就学児健診の時に、私が必要以上に緊張していたのは、
小さい頃の定期健診で他の子にできることが息子にはできないという事実を
まざまざと思い知らされてきたからかもしれない。

私自身も息子の言葉の遅れを指摘されるのを恐れていたので
職員に素直に助けを求められなかったり、
その後切羽詰まってきて助けを求めた時には受け入れてもらえなかったり、
健診には、本当に悩まされ、翻弄された。

3ヶ月健診に行った時はまだ、
「うちの子ってよく泣くよなあ」「みんなお利口さんだなあ」、
「他のお母さん達の方が育児が楽そうだなあ。」、
と思った程度だった。

思えば、すでに息子とは目線が合わなかったし、
抱っこしてもしがみつく事がなく、手はいつもぶらぶら下に下げていた。

一歳半健診では、息子は歩くのがやっとで、質問にも答えられないし、
脱ぎ着がままならないし、診察も大騒ぎだし、
発語が少なすぎることもついに指摘された。

その時の私はとっさに大声で言い返した。
「うちの子はのんびりした性格なんです。余計な心配をしないで下さい。」
今思えば、この時から療育をしていたら、
うちの子ももっと楽に暮らしていたかもしれない。
でも、この時はとんでもない言い掛かりをつけられたようにしか思えなかった。

保健所からもその日は何も言われず、半年経ったら書簡で、
話せるようになった言葉を記入して返送して下さい、と書類が届いた。
書き込んで返送すると、その後特に連絡はなかった。

三歳児健診の時にはもう、逆に相談にのってほしいと思っていた。
職員の方も、では詳しい相談をすぐしましょう、と仰ってくださったが、
急な転勤で他県へ引っ越しせねばならなくなり、叶わなかった。

引越し先の自治体では、三歳半健診というのが行われており、その頃には
既に年少入園した息子が集団生活についていけない事が明白になっていた。
内科検診をしてくれた小児科医に言葉の遅れを相談すると、
「あんた、読み聞かせとかちゃんとしてんの?
 聞いてなくても遊んでる横でずっと読まないと。
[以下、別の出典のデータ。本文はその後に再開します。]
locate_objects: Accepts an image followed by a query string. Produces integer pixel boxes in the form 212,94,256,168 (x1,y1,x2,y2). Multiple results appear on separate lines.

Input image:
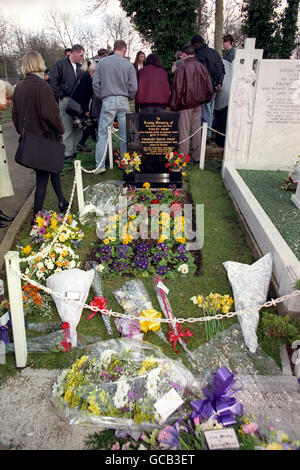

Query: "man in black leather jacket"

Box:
49,44,84,162
191,34,225,139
」
と叱られただけだった。

『個人的に相談したい方はお残り下さい』と言われ、
2時間近くご機嫌の悪い息子をなだめながら待った。
「確かに言葉の遅れがあるわね。
園でも大人しいから問題視されないだろうけど、
本人は相当困っているかもね。」と困り感を認めてくださった。

「でもほら、お母さん、上手くやれそうだし、
半年後お電話するから様子を聞かせてね。」
と言語訓練の初歩アドバイスだけして面談を打ち切られた。
崖っぷちで救いを求めて伸ばした手をキャッチしてくれたのに、
結局突き落とされた気持ちだった。

健診所が遠くて、数十分バスに乗っている間、
他のお子さんの30倍くらい大きな声で泣き叫ぶ息子を
白い目で見られながらなだめ続けていた。
ようやく下車した時、息子を抱っこしたまま
私が声を上げて泣いてしまった。

もうギリギリ限界だから助けを求めたのに、
まだ大丈夫、もっと自分で頑張れと言われてしまった。
息子がペシペシ私の頭を叩くので、泣きじゃくりながら顔をみると
「よしよし。よしよし。」と小さく一生懸命呟いていた。
私の頭を撫でてくれていたのだ。
「ごめんね。ごめんね。」といいながら、泣きながら帰途についた。

しかし、このあと1ヶ月程で園の先生から
療育相談に行きませんかとお話を貰った。
「指示が全く通りません。もうお手上げです。」
でも健診で断られたんです、と伝えると、
「園から頼んでみますので、お待ち下さい」と仰ってすぐ、
拍子抜けするほどあっさりと検査やグループワークの予定が決定した。

第三者に療育が必要と判断されることが、
療育を受ける資格というか、優先順位UPの条件なのかもしれない。
でも、それならうちの子のような境界域の子にとって
健診は早期療育の入り口にならないのではないか。
より多くのお子さんが早く支援を受けられるようになることを願ってやまない。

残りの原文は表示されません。